Multiple Sclerosis Discovery Strategies using Zebrafish
Immunomodulation: Immunomodulation can be measured by biomarkers analysis over a time course study. The therapeutic effect is observed within the first four hours of dosing, however long-term effect on disease progress and pathology can be measured as well.
Antioxidants and Anti-inflammatory agents: In some cases, both antioxidant ability and anti-inflammatory capacity is contributed by a single molecule and in other cases as multi drug therapies. Antioxidant ability can be observed at cellular level and rescue from oxidation can be quantified in the brain and spinal cord.

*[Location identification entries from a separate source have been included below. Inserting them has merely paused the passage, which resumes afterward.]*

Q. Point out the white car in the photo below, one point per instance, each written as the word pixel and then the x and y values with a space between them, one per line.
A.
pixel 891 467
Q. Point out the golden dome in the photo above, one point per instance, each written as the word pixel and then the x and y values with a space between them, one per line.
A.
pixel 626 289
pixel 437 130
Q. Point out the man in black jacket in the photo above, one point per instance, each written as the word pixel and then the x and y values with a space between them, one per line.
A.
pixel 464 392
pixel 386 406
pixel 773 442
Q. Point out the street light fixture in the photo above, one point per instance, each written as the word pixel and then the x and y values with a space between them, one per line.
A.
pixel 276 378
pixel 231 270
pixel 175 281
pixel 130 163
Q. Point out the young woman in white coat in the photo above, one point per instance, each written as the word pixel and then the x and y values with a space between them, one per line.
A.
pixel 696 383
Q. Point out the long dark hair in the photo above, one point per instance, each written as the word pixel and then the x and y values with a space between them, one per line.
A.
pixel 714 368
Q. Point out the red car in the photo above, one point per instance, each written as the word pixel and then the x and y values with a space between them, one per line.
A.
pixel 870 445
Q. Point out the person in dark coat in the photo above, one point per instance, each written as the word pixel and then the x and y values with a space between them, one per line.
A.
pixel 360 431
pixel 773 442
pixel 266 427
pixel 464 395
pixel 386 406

T Cell migration inhibitors and count reduction agents: Both T cells and their subsets can be counted in a whole animal imaging method. Also, localization of immune cells can be correlated with drug rescue activity. In zebrafish, the spleen, thymus and bone marrow can be specifically evaluated for the turnover of B and T cell
Cytokine Inhibitors: In zebrafish, heightened inflammation is observed as a phenotype such as darker skin, red spots and hyperactivity. Reduction in cytokine can be measured through specific assays however a continuous 24-hour video tracking of the zebrafish can be done to track long term improvements in disease condition.
Oligodendrocyte progenitor driven remyelination: Remyelination and glial cell regeneration can be measured through histopathology using cellular and molecular markers. Further the remyelination can also be correlated for phenotype rescue for disease modification. Typically, the model shows a small amount of regeneration, but the rate is too slow. Therapies that can actively regenerate the myelin sheath can be identified by quantifying the rate of remyelination.